The big man took a step toward me but veered away and went inside.

“Come over here, Turbo. I’m tired of yelling,” Lachko said.

It might have been the bright sun, or the disease, but up close Lachko looked like he’d aged ten years in the last few days. I didn’t feel sorry.

“Tell me about Eva,” I said.

“Why should I tell you one fucking thing about anything?”

“It’s part of the deal we’re going to make—for the code and the database.”

“What deal?”

“We’ll get to that. Eva. She’s not your daughter, is she?”

He threw the smoking cigarette in the pool. “She’s Kosokov’s.”

That admission must have hurt. I still didn’t feel sorry.

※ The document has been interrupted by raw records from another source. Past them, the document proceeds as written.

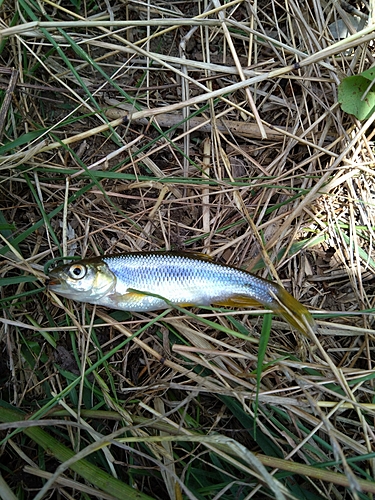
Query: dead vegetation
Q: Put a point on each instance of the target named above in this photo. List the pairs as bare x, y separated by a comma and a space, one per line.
188, 125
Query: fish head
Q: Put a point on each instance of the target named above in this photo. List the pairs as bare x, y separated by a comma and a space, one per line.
85, 281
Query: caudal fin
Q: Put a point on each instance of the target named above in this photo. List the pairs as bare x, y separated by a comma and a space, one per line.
282, 303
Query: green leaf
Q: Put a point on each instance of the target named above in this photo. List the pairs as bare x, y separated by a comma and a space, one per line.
350, 96
369, 74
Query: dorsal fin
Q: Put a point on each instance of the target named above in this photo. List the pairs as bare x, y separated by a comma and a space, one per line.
194, 255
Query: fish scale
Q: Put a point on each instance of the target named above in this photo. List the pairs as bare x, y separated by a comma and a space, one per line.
123, 282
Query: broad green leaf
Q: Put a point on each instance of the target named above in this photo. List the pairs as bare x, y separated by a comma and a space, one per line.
350, 96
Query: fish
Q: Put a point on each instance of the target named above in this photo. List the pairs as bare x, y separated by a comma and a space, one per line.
124, 282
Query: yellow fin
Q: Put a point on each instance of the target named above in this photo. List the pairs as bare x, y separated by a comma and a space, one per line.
292, 311
283, 304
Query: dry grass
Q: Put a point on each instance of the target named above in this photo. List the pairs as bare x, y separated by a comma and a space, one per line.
135, 126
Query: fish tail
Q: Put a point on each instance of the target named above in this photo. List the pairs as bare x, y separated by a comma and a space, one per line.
289, 308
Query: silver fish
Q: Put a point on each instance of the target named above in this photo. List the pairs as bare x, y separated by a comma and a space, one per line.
185, 279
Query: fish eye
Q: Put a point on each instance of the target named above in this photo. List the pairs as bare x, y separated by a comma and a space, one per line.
77, 271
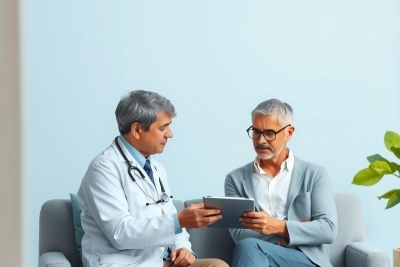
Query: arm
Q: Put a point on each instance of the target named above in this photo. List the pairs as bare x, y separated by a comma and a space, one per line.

“I fell hard for Polina, that’s true,” he said, lighting another. “She was screwing him, but I thought I could pull her away. She told me they were never serious, but that was before I learned she lies as easily as I smoke Belomorkanals. She married me, but I think she was still trying to get even with you. Or she was trading one protector for another—or keeping two on the leash. Kosokov was so fucking venal, he didn’t give a damn. The man was a whore.”

He was angry. Maybe I could provoke him. “That’s why you killed him?”

“What?”

“You heard me.”

He threw his cigarette into the water, next to the other one, and held up two tobacco-stained fingers, a half inch apart. “You are this close to choking on that butt underwater.” He wheeled his chair a few feet, following the shade. “You’ve always considered me slow-witted, and perhaps in this instance I was. It took me too long to discover she’ll eat your balls for breakfast and throw them back up to make room for lunch.”

“She said the same about you.”

“I can imagine the lies she told. I didn’t kill Kosokov. I would have, gladly, but fate didn’t put that in my path.”

I kept at it. “He lost your fortune—one of them—or did he just steal it?”

He laughed out loud, long and hard, until he started to hack. He bent over double, body shaking so hard I thought he’d fall out of his chair. I was about to go in search of help when he gave a final, choke-filled cough, spat a cupful of yellow-brown bile on the bluestone, and pulled himself upright.

“Turbo, you are without a doubt the dumbest fucking Russian in all of Russian history. You swallowed Polina’s lies so deep, the hook buried itself in your bowels. I ask myself, whenever I’m unfortunate enough to think of you, how the fuck did you ever make it into the Cheka? I told you before—Kosokov was a fool, a big-mouthed moron. He was the tool of our mutual friend, Polya. She suckered me, I admit, but not so much I didn’t make sure every kopek of my profit left his fucking bank the moment it was booked. Kosokov made some bad bets at the end, or so I’m told, but he made them with his money—and Polina’s—or the bank’s, not mine.”

That sounded like the Lachko I knew—but it wasn’t Polina’s hook buried in my bowels. “So who killed him?”